But one of the most abiding is quite how effectively GT cars keep the old race on Sunday, sell on Monday adage alive. And how I've been suckered in.
The practice is, literally, as old as the car itself of course. Demonstrating a car's race worthiness is a proven marketing technique and one that, as a cynical hack, I'd expect not to be vulnerable to. But on the commute home the other night I found myself following a white Z4 in an adjacent lane on the M25. Now, I've driven Z4s. And they're all right. But I've never really felt much more than that about them. But the angle I had on this car more or less matched that of the photo above. And, in my commuting torpor, the two became interchangeable. Z4 suddenly much more desirable shocker!
Just goes to show though, it bloody works. The sight and sound of bellowing Merc SLSes on the Nordschleife rubbing door handles with Audi R8s at 120mph, a Z4 GT3 just ahead and a couple of 911s nibbling at their rear wings, has lost none of its potency as a marketing tool. Of those cars, only the Porsche has ever really made good on transferring this into road going equivalents, the R8 GT we drove this week more of a marketing exercise, but still a reasonable attempt at tapping into the LMS Ultra's track cred.

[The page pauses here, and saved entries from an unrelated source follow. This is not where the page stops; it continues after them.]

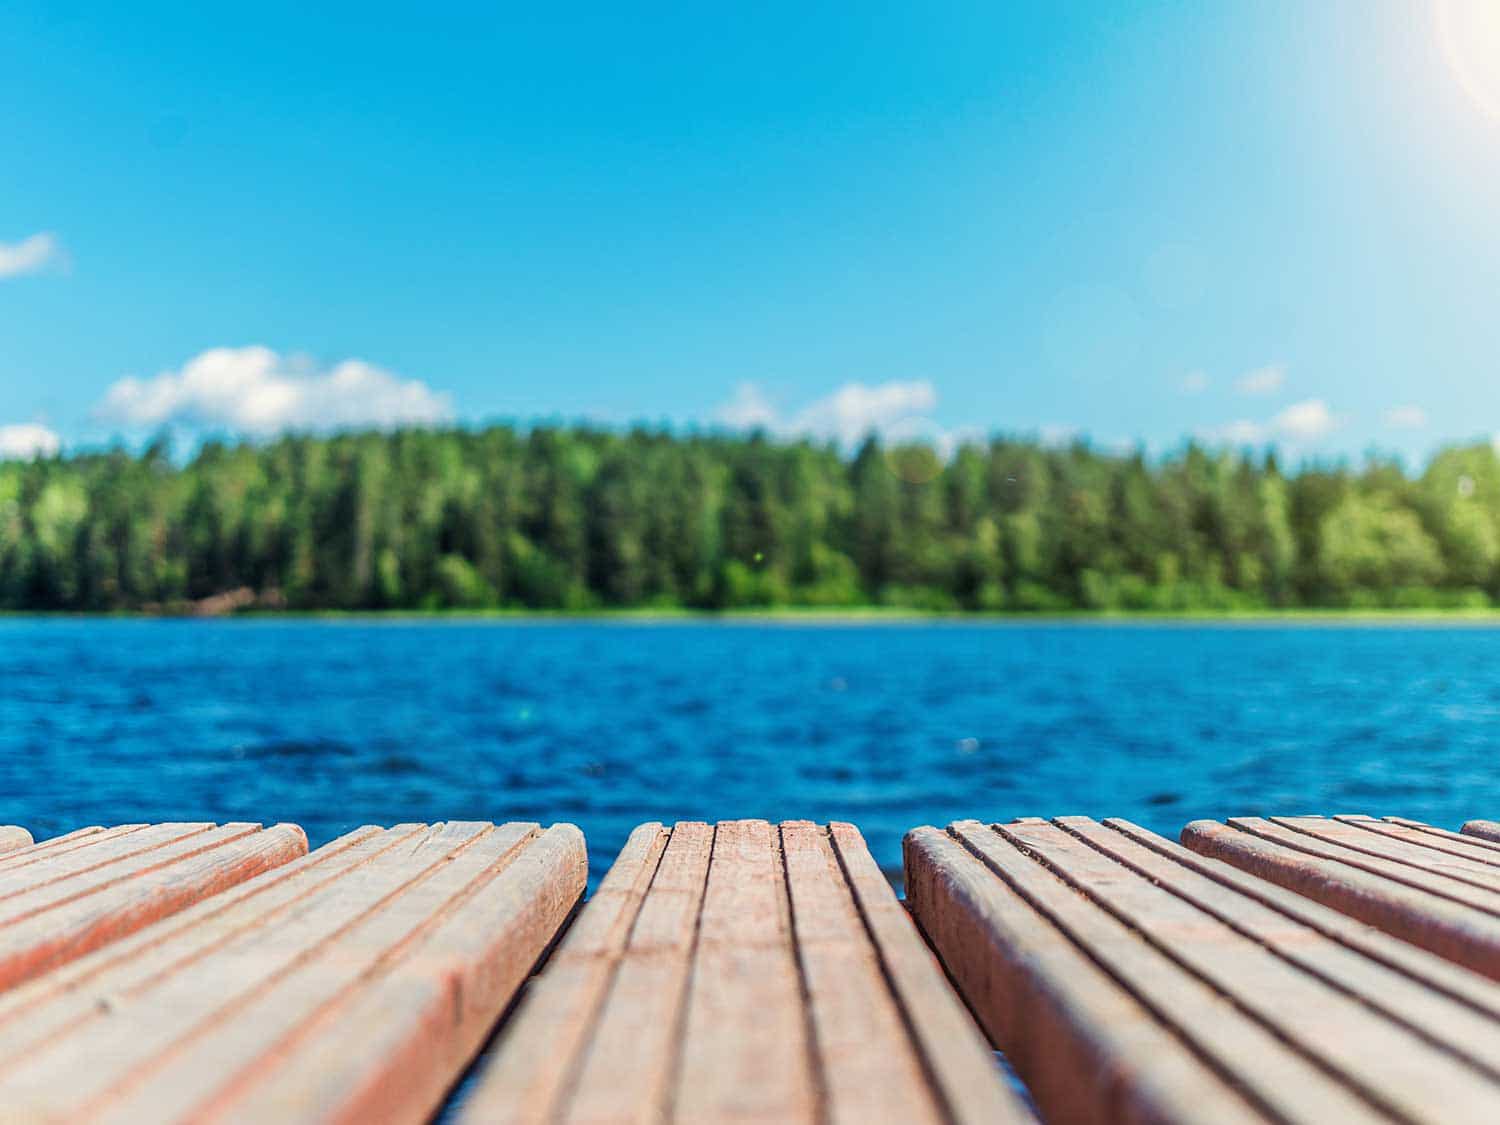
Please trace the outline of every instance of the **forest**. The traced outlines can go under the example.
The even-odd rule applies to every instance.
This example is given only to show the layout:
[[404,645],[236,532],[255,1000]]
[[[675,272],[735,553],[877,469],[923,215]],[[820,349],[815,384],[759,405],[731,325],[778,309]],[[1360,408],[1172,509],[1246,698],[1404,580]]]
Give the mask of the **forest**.
[[[230,592],[238,600],[216,603]],[[492,426],[0,462],[0,610],[1481,608],[1500,457]]]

And though Aston Martin, McLaren, Nissan and others were also in the race (or out of it in McLaren's case, sadly) the overarching impression you get from attending the race is of the utter domination of the German brands, from the cars to the professionalism of the teams and the resources poured into them. It's an awesome display. And as powerful a message to potential customers as it ever has been.
Would I buy a Z4 as a result? Not sure I would. But I'm definitely more generously disposed than I was a week ago.